An example or two of death related or directly attributable to software
failure:

 In 1986, two cancer patients at the East Texas Cancer Center in Tyler
received fatal radiation overdoses from the Therac-25, a
computer-controlled radiation-therapy machine. There were several errors,
among them the failure of the programmer to detect a race condition (i.e.,
miscoordination between concurrent tasks).

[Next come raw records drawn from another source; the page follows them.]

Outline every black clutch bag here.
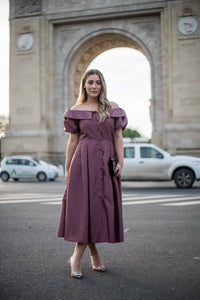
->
[109,156,118,176]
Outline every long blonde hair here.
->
[76,69,111,122]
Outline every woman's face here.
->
[84,74,102,98]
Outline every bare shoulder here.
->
[70,104,82,110]
[110,101,119,108]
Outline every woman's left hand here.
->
[115,163,122,177]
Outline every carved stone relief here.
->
[15,0,41,15]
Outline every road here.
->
[0,179,200,300]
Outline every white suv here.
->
[0,156,59,181]
[122,143,200,188]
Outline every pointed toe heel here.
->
[92,265,106,272]
[68,258,83,279]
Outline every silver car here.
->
[0,156,59,181]
[121,143,200,188]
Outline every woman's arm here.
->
[114,128,124,177]
[65,133,79,184]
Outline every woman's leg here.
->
[70,243,87,272]
[88,244,102,267]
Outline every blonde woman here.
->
[58,70,127,278]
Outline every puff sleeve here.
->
[63,110,80,133]
[111,108,128,130]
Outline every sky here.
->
[0,0,152,138]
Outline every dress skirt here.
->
[57,108,127,243]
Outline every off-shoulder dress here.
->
[57,108,127,243]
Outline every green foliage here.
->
[122,128,141,138]
[0,115,8,138]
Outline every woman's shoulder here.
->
[110,101,119,109]
[70,104,82,110]
[64,104,92,120]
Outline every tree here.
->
[122,128,141,138]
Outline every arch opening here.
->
[87,47,152,138]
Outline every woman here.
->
[58,70,127,278]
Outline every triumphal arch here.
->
[3,0,200,161]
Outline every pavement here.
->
[0,178,200,300]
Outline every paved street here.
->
[0,179,200,300]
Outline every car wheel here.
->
[174,168,195,188]
[37,172,47,181]
[1,172,10,181]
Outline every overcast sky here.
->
[0,0,151,137]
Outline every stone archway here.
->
[63,29,163,144]
[64,30,153,105]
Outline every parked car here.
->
[0,156,59,181]
[121,143,200,188]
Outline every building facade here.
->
[3,0,200,161]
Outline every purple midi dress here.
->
[57,108,127,243]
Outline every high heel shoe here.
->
[90,256,106,272]
[68,258,83,279]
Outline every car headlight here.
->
[194,160,200,167]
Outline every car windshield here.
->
[33,157,41,165]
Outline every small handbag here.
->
[109,156,118,176]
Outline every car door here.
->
[138,146,170,180]
[5,158,19,178]
[121,146,137,180]
[18,158,36,178]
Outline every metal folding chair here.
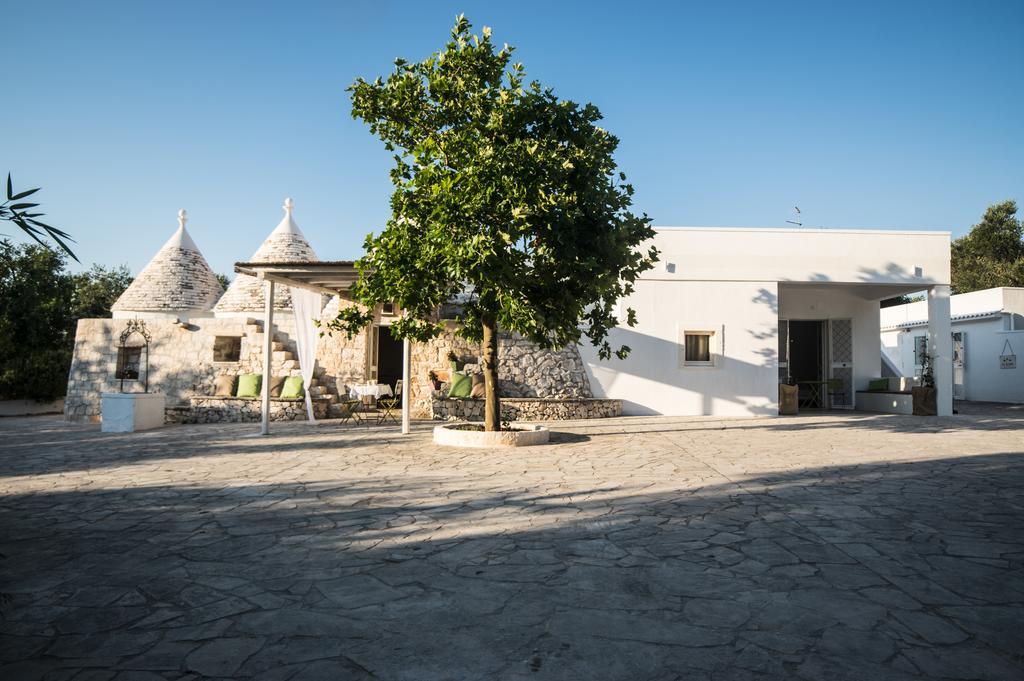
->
[377,379,402,425]
[341,399,366,425]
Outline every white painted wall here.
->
[646,227,949,286]
[882,313,1024,402]
[881,288,1024,402]
[581,227,949,416]
[580,281,778,416]
[779,284,882,399]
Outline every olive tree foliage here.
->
[0,173,78,262]
[950,196,1024,293]
[0,240,132,400]
[330,16,657,429]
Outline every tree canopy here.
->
[0,241,131,399]
[332,16,657,429]
[951,201,1024,293]
[0,173,78,262]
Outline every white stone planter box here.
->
[99,392,166,433]
[434,423,551,446]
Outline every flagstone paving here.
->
[0,408,1024,681]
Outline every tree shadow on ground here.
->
[0,451,1024,680]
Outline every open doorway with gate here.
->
[370,325,401,388]
[779,320,853,410]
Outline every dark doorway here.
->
[790,320,826,409]
[377,327,401,388]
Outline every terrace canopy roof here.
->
[234,260,359,298]
[234,254,410,435]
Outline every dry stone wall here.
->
[410,325,593,418]
[430,397,623,421]
[65,315,591,421]
[178,397,331,423]
[65,314,366,421]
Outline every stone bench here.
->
[177,395,332,423]
[857,390,913,415]
[430,397,623,421]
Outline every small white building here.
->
[882,288,1024,402]
[581,227,952,416]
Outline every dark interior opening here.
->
[377,327,401,388]
[790,320,825,409]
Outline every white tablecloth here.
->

Or consider the case in which a New Jersey inmate escaped from
computer-monitored house arrest in the spring of 1992. He removed the
rivets holding his electronic anklet together and went off to commit a
murder. A computer detected the tampering. However, when it called a second
computer to report the incident, the first computer received a busy signal
and never called back.
 - "Measuring The Risk Factor", Yamini Munipalli (Stickyminds.com)

OK, not recent, but that's first-page Google hits using the keywords
"medical device software failure death". 2.3 million hits for your perusal.